Manipulating the world of unseeable particles and unimaginably cold temperatures, Deborah Jin has helped forge a path into a new field of physics. She created the first fermionic gas—a heretofore unseen form of matter—by taking normally mutually repellent particles called fermions, cooling them, and then luring them into a single cohesive unit. Jin is being honored for her innovative studies of ultracold fermionic atoms and for the creation of the first quantum coherent gas of fermions - achievements that have opened a new area of quantum physics which bridges atomic, molecular, optical and condensed matter physics.

Born in 1968, Jin says she got a boost in physics from her mother, who had a master's degree in engineering physics. Jin attended Princeton University, where she earned an A.B. in physics in 1990. She went on to study at The University of Chicago, focusing on experimental work with exotic low-temperature superconductors. She completed her Ph.D. in 1995, at which point she became a research associate with the National Institute of Standards and Technology [NIST], working at JILA, a research institute devoted to high level physics, operated jointly by NIST and the University of Colorado at Boulder. There she was present at some of the initial experiments on Bose-Einstein condensates [BECs] conducted by Eric Cornell and Carl Wieman (recipients, along with Wolfgang Ketterle, of both the 2000 Benjamin Franklin Medal in Physics and the 2001 Nobel Prize for creating the first BECs). The first BECs represented the creation of an all new type of matter, the fruition of a prediction of what happens to atoms at low temperatures made by Einstein and Bose in 1925, and the achievement of reaching temperatures just billionths of a degree above absolute zero.
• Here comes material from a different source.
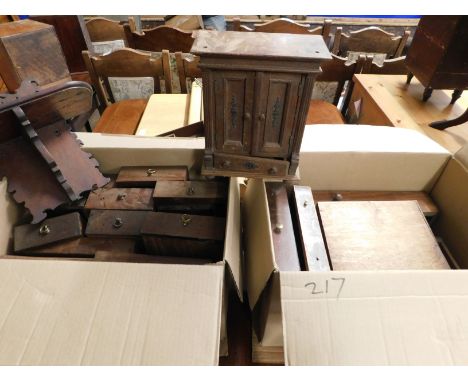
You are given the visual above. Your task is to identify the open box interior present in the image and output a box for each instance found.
[0,133,242,365]
[243,125,468,365]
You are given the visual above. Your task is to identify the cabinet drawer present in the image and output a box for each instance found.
[214,154,289,177]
When Jin accepted a permanent position at NIST in 1997, she extended her investigation of ultra-cold atomic gases to fermions. While BECs are made of bosons, particles which can occupy the same state at low temperatures, fermions are a class of particles, including electrons, quarks and certain isotopes of alkali atoms, which are fundamentally excluded from sharing the same state. Fermions are marked by two attributes: they have a spin of an odd multiple of ½, and they repel each other since they can't share the same energy or other quantum characteristics. (Neutrons, for example, are electrically neutral but nonetheless repel each other.) In 1999 Jin and her team cooled potassium, which was cited as a "Science Breakthrough of the Year" by Science magazine. She has become a leader in studying the relationships between fermionic atoms, diatomic molecules of fermionic atoms and correlated pairs of fermionic atoms known as Cooper pairs.

Among her numerous awards, Jin has won the Presidential Early Career Award for Scientists and Engineers, the American Physical Society's Maria Goeppert Mayer Award, the MacArthur Fellowship "genius grant" and the Service to America Medal. She was elected to the National Academy of Sciences as one of its youngest members.